• This is the first improvement in the sovereign rating obtained since June 2017; it highlights macroeconomic strength and good debt management.

Moody’s Ratings, a credit rating agency, has upgraded the credit rating of the Dominican Republic, raising it from “Ba3+” to “Ba2” with a stable outlook, which emphasizes the country’s macroeconomic strength, sustained growth, and significant institutional progress.

According to the report published this Friday, Moody’s highlights that the Dominican economy has maintained an average growth rate close to 5% annually over the past 15 years, driven by greater diversification of productive sources, structural reforms, and a stable macroeconomic environment.

Since 2020, the country has not only quickly resumed the growth path after the effects of the pandemic but has also strengthened its institutions at both the legislative and executive levels, supported by an active civil society.

“High political stability, especially compared to other Ba-rated countries and regional peers, helps the Dominican Republic consistently attract high levels of foreign direct investment, increased tourism revenues, and a steady flow of remittances from abroad. These factors support the country’s foreign exchange reserves, which remain at historically high levels, strengthening its external position and limiting its vulnerability to event risks,” the document states.
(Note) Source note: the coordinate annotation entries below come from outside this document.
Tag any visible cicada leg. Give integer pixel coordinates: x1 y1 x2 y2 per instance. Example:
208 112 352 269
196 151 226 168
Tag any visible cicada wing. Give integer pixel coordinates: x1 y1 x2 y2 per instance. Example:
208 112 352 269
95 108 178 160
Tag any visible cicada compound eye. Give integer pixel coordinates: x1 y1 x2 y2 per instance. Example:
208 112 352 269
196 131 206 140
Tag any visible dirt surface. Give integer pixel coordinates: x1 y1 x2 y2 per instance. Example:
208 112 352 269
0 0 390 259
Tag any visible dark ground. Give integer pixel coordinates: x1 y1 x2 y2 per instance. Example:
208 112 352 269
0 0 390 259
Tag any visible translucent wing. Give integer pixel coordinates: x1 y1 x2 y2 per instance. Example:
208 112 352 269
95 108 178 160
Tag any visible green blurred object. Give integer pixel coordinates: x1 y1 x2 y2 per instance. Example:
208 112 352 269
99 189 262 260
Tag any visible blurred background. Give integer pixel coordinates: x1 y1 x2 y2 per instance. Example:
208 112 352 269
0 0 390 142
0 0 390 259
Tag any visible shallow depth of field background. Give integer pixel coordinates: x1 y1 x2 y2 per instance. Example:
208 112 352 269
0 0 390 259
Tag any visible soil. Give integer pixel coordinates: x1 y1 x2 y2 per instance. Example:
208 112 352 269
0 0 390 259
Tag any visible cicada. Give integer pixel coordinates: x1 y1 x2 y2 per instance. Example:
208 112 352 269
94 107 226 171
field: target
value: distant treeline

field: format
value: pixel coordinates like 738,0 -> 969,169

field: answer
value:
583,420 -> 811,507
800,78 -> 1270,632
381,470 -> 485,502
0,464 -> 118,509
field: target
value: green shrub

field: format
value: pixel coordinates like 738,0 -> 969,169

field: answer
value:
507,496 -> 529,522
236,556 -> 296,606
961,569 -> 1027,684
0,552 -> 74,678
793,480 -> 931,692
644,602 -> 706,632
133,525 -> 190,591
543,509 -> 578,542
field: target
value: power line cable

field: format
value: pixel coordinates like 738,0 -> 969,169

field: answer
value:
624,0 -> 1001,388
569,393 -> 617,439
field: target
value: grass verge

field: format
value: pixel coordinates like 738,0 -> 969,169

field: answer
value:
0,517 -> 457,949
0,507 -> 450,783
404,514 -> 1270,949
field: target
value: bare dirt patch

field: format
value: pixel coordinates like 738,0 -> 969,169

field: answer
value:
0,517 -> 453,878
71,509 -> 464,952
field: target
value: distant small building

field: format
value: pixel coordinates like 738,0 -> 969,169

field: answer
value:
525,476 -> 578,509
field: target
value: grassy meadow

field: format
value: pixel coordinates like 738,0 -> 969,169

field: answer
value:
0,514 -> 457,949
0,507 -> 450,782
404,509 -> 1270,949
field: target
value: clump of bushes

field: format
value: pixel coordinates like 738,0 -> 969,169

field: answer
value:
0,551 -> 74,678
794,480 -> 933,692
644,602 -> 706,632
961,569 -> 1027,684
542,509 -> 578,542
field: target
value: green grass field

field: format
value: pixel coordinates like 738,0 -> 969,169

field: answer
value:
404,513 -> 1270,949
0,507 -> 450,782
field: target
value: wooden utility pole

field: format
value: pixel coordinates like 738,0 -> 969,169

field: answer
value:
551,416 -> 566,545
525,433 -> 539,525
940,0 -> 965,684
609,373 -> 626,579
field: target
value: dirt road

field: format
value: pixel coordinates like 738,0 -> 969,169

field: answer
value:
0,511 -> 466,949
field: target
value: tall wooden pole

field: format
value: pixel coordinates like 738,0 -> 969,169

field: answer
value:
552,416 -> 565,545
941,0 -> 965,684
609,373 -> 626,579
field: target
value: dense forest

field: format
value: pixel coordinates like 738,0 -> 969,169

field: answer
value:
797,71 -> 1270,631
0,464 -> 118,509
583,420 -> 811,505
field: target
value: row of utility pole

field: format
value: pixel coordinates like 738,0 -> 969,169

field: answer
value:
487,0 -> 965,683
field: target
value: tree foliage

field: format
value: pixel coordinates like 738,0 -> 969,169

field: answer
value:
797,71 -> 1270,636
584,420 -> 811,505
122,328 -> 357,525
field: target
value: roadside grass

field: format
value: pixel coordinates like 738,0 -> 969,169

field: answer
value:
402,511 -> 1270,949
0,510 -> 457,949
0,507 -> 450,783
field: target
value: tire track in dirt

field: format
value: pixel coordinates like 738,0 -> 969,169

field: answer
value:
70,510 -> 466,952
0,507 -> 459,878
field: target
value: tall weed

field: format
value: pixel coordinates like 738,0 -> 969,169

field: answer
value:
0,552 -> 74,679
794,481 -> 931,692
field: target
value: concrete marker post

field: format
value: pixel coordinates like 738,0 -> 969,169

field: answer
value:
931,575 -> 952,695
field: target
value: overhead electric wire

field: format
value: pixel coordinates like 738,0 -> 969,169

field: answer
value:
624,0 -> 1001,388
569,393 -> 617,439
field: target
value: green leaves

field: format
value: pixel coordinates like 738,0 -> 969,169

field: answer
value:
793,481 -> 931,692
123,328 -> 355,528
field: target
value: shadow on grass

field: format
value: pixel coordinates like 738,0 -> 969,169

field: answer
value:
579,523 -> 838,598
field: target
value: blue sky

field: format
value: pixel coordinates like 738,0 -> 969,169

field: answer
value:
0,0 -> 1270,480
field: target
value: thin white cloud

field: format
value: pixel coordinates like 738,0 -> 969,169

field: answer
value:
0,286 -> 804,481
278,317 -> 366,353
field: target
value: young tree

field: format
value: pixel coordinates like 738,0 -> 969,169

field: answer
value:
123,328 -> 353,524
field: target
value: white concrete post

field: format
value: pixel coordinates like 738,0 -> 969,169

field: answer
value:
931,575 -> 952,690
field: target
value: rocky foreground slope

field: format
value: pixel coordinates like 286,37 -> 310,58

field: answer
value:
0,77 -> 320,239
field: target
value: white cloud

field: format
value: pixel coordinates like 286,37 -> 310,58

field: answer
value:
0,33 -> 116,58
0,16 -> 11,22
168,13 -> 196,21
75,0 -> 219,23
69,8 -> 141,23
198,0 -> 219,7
The agency also highlights improvements in public administration, reflected in greater fiscal planning capacity, prudent debt management, and political and social cohesion that contrasts with the high polarization observed in other countries in the region.

This is Moody’s first sovereign rating upgrade for the Dominican Republic since June 2017. The decision was made following the change in outlook from stable to positive in 2023, when the agency recognized the country’s proactive debt management and institutional progress.